Breazeale says Wilder should be at cruiserweight
By Barry Holbrook: Dominic Breazeale plans on using his big weight advantage to defeat Deontay Wilder on Saturday night at the Barclays Center in Brooklyn, New York. Breazeale (20-1, 18 KOs) says he’s at a solid 250 pounds right now. Breazeale believes that Wilder should be fighting at cruiseriweight, not heavyweight. He’s too light for the division.
Breazeale thinks that heavyweights need to be at least 230+ lbs. for them to be able to compete at a high level. Wilder has been able to do well as the WBC champion since capturing the belt in 2015, because he hasn’t fought any good heavyweights.
He’s heard the news of Wilder (40-0-1, 39 KOs) bulking up for their fight, but he doesn’t think he’s going to be able to put enough weight on for him to make up the size disadvantage he’s going to have in this fight. Breazeale, 33, notes that Wilder weighed only 212 pounds for his last fight against Tyson Fury, and he was getting wobbled by his punches.

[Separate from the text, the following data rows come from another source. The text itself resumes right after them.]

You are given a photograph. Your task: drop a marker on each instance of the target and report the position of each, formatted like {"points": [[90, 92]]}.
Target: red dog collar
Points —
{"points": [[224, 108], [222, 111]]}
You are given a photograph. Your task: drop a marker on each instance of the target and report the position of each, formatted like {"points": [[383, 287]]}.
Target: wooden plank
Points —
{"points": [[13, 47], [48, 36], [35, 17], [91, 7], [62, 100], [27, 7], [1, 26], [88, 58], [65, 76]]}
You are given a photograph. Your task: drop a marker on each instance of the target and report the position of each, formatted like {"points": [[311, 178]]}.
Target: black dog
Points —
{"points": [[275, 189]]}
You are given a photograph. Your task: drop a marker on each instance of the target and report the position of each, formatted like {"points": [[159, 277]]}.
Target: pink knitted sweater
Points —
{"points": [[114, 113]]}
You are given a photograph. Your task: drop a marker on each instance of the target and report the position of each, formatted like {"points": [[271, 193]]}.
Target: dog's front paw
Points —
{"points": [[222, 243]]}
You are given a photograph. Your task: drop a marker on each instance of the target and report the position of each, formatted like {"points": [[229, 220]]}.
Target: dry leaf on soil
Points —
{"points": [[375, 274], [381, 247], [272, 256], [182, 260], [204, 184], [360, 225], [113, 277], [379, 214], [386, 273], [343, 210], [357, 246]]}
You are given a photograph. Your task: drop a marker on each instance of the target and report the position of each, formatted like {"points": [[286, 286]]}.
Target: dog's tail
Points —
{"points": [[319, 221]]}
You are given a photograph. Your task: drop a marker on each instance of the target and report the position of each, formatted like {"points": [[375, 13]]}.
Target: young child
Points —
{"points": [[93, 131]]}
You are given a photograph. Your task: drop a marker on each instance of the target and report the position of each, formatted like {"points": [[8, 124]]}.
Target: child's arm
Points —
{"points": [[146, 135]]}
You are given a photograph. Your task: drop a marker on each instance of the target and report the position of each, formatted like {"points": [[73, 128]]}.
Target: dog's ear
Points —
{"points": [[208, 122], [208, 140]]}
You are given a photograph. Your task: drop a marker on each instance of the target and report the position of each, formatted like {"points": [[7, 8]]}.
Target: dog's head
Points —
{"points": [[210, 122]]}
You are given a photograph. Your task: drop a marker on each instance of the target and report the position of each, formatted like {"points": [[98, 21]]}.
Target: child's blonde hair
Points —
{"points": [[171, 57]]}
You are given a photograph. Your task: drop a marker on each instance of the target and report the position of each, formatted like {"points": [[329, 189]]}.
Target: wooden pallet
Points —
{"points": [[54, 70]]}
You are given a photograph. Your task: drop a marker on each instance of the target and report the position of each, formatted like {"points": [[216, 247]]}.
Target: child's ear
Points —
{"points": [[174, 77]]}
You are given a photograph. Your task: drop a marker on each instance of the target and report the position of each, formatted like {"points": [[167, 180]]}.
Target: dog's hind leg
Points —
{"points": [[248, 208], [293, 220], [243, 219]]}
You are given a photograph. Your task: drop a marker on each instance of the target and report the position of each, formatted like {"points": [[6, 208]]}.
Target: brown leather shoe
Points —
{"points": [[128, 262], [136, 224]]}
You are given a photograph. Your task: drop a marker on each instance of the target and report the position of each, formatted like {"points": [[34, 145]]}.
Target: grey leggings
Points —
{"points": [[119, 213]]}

“Wilder has said some crazy stuff. I don’t think he means it,” Breazeale said in addressing Wilder’s comments about want a “body” to add to his record. “I think he’s in a situation where he’s got to talk, because he’s not comfortable with what he’s doing. He’s got to build himself up by saying ‘I’m going to do this and I’m going to do that. I know he can’t have a body on his record. Let him say what he wants. That’s like a little chihuahua barking and barking. He’s like, ‘Damn, what now?’ Come Saturday night, you’ve got to do what you said you were going to do,” Breazeale said.
There’ always a risk of a fighter getting hurt inside the ring in any given fight. Saturday’s match is no different than any other. Wilder is doing a lot of talking about wanting to get a body in what appears to be a move to intimidate Breazeale. Wilder has enough punching power and knockouts on his record for Breazeale to be as wary as he could possibly be. Breazeale isn’t going to want to let Wilder land his shots. He’s going to be doing everything he can to keep him from getting his shots off. However, Breazeale is the type of fighter doesn’t mind slugging it out with his opponents when they’re hitting him hard. We saw that in Breazeale’s fights against Amir Mansour, Fred Kassi and Izuagbe Ugonoh. Anthony Joshua was the only fight where Breazeale didn’t look to slug. He was too over-matched to do much of anything in that fight.
“Hell no, the fights not going the distance. No one in the arena wants the fight to go the distance,” Breazeale said. “I know for sure there’s going to be fireworks. I guarantee you it’s definitely not going to go the distance. I keep telling you guys, he’s scared. If I had to get in the ring with someone bigger than me, what’s the first thing I’m going to do? Get my ass in the gym, and put some pounds on. He got in there with Fury, and we all know Fury can’t crack. He’s a good defensive fighter, but he doesn’t have punching power. But when he got touched by Fury, he wobbled a little bit. Now you’re getting in the ring with a guy 250 pounds, a solid 6’7″ 250 lbs. You better believe when I touch him on the chin, he’s going to be thinking, ‘Oh my God, I didn’t eat enough bread, potatoes. I didn’t enough protean.’ There’s not enough weight you’re going to gain in a 10 week camp to prepare against a guy my size. At the same time, he understands he’s been light in the ass for a long time. I think he fought his last fight at 212 pounds. That ain’t a heavyweight…go to the cruiserweight division. At heavyweight, you’ve got to be 230 pounds+ to belong in that division,” Breazeale said.
Wilder would be dangerous even at 212 lbs. A young George Foreman weighed only 217 pounds in his first fight against Joe Frazier in 1973, and he ended up knocking him out in two rounds. Wilder will likely be in the 220s on Saturday night. Wilder looked slow and sluggish in weighing 229 lbs for his fight against Eric Molina in 2015. Wilder might be better off if he’s in the 217 to 220 lb region. He’s never going to be a huge heavyweight like Anthony Joshua, Dillian Whyte and Breazeale. Wilder’s 6’7″ height is what brings him the power. All the muscle weight is’t as helpful compared the frame that Wilder possesses. But Breazeale is correct that Wilder could be fighting at cruiserweight if he wanted to. There’s no huge names at cruiserweight, so it would be a big waste of Wilder’s time to fight in that division Oleksandr Usyk was the only big name in that division, and now he’s moved up to heavyweight.